We want to share Scotland's wonderful dance heritage, so our repertoire aims to show the rich variety of the Scottish dance tradition:

  • Country
  • Highland
  • Hard shoe (step), including Cape Breton
  • Hebridean
  • Shetland

This approach and our choreography makes our performances more varied and interesting for our audiences - as well as more challenging for the dancers.

We are fortunate that Scottish dance is very much a living tradition. This also lets us combine older dances with the work of the many talented devisors working in the country today - and indeed, within Corryvrechan itself.

Corryvrechan display programmes are usually compiled to provide you with a wide example of these differing styles, which also show off some of our different costumes. We are always happy to discuss your requirements and design a programme to suit your needs, whether that's running an evening ceilidh, giving a full 60-90 minute performance or, more commonly, dancing one or more shorter spots for your guests.

A bit of background...

Scottish Dance - General

The dominant dance forms in Scottish dance are country dancing, nowadays danced round the world in the form popularised to a large extent by the RSCDS; and Highland dancing which has been formalised by the Scottish Official Board of Highland Dancing (SOBHD) and other associations of dance teachers.

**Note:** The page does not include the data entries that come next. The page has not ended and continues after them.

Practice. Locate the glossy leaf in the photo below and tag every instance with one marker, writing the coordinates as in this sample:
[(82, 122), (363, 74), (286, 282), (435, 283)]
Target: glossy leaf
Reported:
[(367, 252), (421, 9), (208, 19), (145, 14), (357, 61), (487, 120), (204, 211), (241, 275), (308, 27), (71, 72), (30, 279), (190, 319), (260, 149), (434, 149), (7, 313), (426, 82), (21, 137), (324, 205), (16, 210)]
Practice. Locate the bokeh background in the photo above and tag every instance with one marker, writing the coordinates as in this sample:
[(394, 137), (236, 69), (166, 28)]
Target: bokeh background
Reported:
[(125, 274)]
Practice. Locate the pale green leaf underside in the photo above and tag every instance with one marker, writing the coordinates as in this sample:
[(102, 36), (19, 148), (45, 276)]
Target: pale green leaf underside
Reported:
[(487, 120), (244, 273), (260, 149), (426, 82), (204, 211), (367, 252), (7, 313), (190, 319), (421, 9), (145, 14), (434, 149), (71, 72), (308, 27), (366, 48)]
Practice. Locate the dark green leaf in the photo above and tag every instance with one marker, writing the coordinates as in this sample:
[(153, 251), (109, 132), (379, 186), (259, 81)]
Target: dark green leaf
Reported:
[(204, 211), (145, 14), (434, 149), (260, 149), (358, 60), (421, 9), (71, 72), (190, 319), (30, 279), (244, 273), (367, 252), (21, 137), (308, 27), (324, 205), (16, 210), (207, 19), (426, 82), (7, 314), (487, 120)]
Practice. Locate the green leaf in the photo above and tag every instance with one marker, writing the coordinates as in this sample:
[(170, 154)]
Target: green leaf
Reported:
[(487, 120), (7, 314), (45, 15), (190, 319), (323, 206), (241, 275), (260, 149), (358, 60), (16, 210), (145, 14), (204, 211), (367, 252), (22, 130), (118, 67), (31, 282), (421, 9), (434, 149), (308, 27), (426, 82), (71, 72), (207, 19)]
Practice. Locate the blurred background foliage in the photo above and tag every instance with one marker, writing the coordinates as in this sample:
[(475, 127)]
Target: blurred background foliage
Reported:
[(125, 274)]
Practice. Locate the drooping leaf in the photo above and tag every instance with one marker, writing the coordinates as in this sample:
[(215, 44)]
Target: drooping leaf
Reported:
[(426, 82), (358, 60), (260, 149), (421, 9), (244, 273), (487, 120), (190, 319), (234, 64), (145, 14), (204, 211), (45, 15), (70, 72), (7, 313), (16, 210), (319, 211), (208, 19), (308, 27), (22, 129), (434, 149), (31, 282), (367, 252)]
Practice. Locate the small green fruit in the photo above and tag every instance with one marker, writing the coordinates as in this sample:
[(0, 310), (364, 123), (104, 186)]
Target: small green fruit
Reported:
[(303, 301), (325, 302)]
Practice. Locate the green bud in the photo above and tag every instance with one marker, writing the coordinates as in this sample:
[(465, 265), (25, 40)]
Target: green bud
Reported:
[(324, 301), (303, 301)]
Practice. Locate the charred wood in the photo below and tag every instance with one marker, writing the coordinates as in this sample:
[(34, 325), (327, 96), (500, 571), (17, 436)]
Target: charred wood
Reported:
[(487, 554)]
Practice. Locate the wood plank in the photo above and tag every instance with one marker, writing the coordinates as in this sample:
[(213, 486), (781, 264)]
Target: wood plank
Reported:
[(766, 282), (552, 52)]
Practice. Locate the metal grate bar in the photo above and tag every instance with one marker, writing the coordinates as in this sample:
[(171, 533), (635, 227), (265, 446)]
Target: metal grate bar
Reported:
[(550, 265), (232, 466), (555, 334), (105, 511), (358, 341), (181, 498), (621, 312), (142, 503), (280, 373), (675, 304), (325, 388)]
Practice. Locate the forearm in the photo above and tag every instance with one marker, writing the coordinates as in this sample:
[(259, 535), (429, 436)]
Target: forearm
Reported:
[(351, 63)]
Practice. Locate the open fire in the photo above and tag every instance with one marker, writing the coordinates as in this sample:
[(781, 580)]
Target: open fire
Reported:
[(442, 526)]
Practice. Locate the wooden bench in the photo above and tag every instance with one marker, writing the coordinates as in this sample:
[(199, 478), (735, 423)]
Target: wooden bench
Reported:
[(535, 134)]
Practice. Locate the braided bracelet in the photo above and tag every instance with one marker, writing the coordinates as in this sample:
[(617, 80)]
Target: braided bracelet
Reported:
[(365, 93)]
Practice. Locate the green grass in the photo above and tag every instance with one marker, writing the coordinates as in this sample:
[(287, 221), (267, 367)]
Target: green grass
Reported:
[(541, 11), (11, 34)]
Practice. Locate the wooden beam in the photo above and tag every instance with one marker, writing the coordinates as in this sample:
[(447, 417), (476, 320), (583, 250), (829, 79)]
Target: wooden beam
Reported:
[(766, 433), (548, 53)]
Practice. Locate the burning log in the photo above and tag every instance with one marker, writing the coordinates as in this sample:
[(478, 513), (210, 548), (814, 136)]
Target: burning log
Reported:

Country dancing is mainly for social purposes, though there are also display dances. The dances vary in tempo and style from slow elegant strathspeys to fast intricate reels.

Highland, in which the so-called National dances may be included as well as the world famous sword dances, is largely for competition and display. Additionally, Highland steps can form part of many country dances.

Other dances

The origins of some of the hard shoe and ancient Highland and Hebridean dances go back so far that much of the information about devisors, reasons for the names of the dances and indeed some of the steps has long since been lost. The style of the dances from the Outer Hebrides differs from those with their origins on the mainland.

This can be partly attributed to the ancient Norse influence and ways of life remote from the rest of the UK. Many of the dances have been passed down from generation to generation by word of mouth. As with all oral traditions, inaccuracies in passing on information in this way mean that the same dance appears with different steps in different areas of Scotland and the Islands.

Hard shoes were everyday wear and no doubt the hard shoe dances were performed wherever and whenever groups of dancers and musicians came together.

Music

The Scots always seem to have used whatever music was available and suitable to the surroundings. For a dance in a house in the western or northern isles, a single fiddle was usually sufficient - a piper would have been overpowering.

The piper figures more in a large hall or outside setting. For a dance at local assembly rooms, a small orchestra was used. If nothing else was available, someone sang one of the traditional puirt-a-beul songs, usually nonsense verses which could be sung without a pause at the speed needed.

The dance tradition

Scotland has a vast heritage of dance with the most diverse styles imaginable. In the 1800s a new dimension was added to Scotland's traditional dances by the influence of the peripatetic dancing masters.

A number of these teachers had spent time in the French Court and their abilities as choreographers as well as teachers became something of a legend, bringing dance teachers from far afield to Scotland to observe their work.

Many of their pupils were the daughters and sons of the lairds and landowners, and many of the ladies step dances date from this time.